Accenture / AmpliGraph

Python library for Representation Learning on Knowledge Graphs https://docs.ampligraph.org
Apache License 2.0
2.12k stars 252 forks source link

FocusE-ComplEx: Question on using numeric edge weight attributes - prediction performance (MRR) and embeddings are very similar between models with and without edge weights #268

Open lanhaz opened 1 year ago

lanhaz commented 1 year ago

Description

Ampligraph-Complex-FocusE (Version 1.4.0) - Support for Numeric Literals on Edges

I am comparing 2 different ComplEx Models, one that uses model.fit(X, focusE_numeric_edge_values=X_edge_values) with edge weights and one without edge weights using model.fit(X)

I'm following the Toy Example provided on AmpliGraph documentation page (see below) https://docs.ampligraph.org/en/1.4.0/generated/ampligraph.latent_features.ComplEx.html#focuse-complex

Actual Behavior

COMPARING Predictions (MRR) & Embeddings between the following two ComplEx models: (1) With Edge-weights AND (2) WithOUT Edge-weights]

Upon comparing models (1) & (2), the following behavior is observed:

  1. Quite Similar Performance (eg.
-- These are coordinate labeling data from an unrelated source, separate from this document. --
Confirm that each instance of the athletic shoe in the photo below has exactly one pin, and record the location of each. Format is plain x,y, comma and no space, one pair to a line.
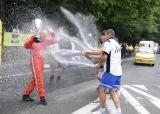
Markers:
118,112
27,98
43,101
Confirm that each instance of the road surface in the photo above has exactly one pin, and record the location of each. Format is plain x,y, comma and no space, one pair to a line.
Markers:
75,93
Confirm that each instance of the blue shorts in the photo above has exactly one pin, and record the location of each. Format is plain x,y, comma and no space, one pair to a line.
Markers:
110,81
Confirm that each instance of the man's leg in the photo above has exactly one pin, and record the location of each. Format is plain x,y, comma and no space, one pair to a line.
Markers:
102,97
116,100
29,90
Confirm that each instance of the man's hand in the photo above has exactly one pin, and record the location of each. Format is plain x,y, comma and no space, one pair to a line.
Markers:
83,53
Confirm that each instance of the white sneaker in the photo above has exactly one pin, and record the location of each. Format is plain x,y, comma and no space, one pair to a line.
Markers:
118,112
104,112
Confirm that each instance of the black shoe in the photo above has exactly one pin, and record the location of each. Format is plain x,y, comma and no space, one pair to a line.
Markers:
27,98
43,101
58,77
52,77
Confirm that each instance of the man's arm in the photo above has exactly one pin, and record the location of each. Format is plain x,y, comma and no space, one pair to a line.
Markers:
28,43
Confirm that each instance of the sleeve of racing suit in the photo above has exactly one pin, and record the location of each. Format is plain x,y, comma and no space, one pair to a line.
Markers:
29,42
53,39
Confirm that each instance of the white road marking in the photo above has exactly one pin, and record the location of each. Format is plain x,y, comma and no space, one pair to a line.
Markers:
17,75
141,87
87,109
140,109
128,59
154,100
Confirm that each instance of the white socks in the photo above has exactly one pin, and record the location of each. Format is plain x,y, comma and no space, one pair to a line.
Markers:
119,111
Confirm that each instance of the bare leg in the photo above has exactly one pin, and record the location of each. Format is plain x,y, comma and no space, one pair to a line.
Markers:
115,98
102,97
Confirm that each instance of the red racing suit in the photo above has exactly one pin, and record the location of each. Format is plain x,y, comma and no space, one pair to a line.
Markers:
37,63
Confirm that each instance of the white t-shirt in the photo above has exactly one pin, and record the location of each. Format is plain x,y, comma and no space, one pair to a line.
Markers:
113,50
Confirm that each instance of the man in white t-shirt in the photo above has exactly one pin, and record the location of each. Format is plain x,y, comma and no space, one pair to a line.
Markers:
112,72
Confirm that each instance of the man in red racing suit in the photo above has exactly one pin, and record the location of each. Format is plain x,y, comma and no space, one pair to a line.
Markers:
37,64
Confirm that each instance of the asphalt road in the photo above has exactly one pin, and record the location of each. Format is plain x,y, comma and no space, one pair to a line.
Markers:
77,88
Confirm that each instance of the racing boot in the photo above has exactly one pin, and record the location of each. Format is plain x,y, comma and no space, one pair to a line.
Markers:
27,98
43,101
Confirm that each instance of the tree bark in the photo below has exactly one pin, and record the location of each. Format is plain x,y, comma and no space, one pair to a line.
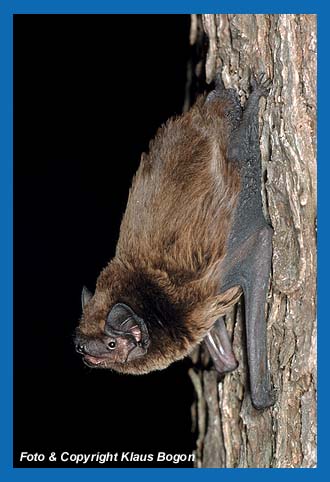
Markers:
231,433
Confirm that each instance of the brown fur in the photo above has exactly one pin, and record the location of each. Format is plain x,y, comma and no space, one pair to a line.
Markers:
172,241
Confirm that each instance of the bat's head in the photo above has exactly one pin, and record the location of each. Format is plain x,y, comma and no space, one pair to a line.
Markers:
135,323
117,338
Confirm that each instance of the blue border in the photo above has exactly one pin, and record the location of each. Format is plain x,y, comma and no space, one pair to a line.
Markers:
7,9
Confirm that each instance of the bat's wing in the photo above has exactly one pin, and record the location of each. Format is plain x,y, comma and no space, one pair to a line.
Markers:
249,249
220,349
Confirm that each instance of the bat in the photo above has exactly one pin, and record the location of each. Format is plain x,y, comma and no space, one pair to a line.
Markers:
192,240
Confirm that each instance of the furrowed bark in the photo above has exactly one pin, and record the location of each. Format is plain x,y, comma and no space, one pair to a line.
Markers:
231,433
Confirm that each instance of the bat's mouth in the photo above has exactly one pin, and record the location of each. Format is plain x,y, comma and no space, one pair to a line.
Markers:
93,361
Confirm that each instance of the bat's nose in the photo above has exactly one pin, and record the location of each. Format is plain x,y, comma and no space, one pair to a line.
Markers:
81,347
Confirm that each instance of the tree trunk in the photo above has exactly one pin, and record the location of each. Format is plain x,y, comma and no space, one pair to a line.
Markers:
231,433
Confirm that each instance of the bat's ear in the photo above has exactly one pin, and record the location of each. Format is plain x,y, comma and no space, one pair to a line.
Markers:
86,295
123,320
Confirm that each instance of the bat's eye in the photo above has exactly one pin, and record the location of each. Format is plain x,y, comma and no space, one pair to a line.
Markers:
112,345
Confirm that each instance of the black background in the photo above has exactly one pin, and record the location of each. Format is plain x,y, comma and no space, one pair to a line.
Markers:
89,93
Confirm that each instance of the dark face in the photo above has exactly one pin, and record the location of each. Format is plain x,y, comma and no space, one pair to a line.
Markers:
123,338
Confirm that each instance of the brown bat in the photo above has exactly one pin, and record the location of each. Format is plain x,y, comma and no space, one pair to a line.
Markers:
192,240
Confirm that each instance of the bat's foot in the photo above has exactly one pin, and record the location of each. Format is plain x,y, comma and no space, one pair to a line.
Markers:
261,84
262,400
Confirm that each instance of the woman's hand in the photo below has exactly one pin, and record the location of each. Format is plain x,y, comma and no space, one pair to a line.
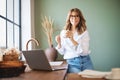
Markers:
69,34
58,40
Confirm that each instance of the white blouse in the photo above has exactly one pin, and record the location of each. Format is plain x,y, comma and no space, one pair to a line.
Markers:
69,50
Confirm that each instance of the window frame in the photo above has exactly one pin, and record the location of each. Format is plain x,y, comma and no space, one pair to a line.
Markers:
14,25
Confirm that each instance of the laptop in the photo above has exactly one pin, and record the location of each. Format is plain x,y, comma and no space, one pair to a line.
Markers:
37,60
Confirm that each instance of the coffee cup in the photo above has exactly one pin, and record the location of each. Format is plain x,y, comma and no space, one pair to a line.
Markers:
115,73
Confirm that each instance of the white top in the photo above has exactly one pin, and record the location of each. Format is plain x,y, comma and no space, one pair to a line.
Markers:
69,50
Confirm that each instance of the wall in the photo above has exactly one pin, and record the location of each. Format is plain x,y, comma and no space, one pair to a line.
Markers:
103,22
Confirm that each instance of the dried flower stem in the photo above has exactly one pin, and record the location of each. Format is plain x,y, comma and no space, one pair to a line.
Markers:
47,24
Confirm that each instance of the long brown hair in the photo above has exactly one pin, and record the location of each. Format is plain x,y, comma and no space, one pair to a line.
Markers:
81,27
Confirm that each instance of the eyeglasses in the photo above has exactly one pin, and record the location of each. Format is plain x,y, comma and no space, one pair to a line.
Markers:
76,16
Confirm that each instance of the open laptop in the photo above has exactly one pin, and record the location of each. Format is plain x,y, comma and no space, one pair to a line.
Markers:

MRR / MR / Hits@N) - BUT most likely due to the dataset size for this example.
  2. Very Similar Embeddings, meaning embedding differences between (1) & (2) exhibiting relative tolerance ~ +/-[0.005]
  3. Most importantly, small embedding differences when using following cases for edge-weights: 3a. all edge weights = 0's (using np.zeros) 3b. all edge weights = 1's (using np.ones) 3c. all edge weights assigned to random weights between [0,1] using np.random.rand

When using complEx+FocusE algorithms to add Edge-weights, I assume performance / embeddings should NOT be approximately the same when comparing these TWO models (1) vs (2).

Expected Behavior

After trying various edge-weights (eg. focusE_numeric_edge_values = {from Toy Example, OR all ones, OR all zeros, OR random numbers between [0,1]}), I was expecting the Embeddings between the models WITH edge-weights to be different from the models WithOUT.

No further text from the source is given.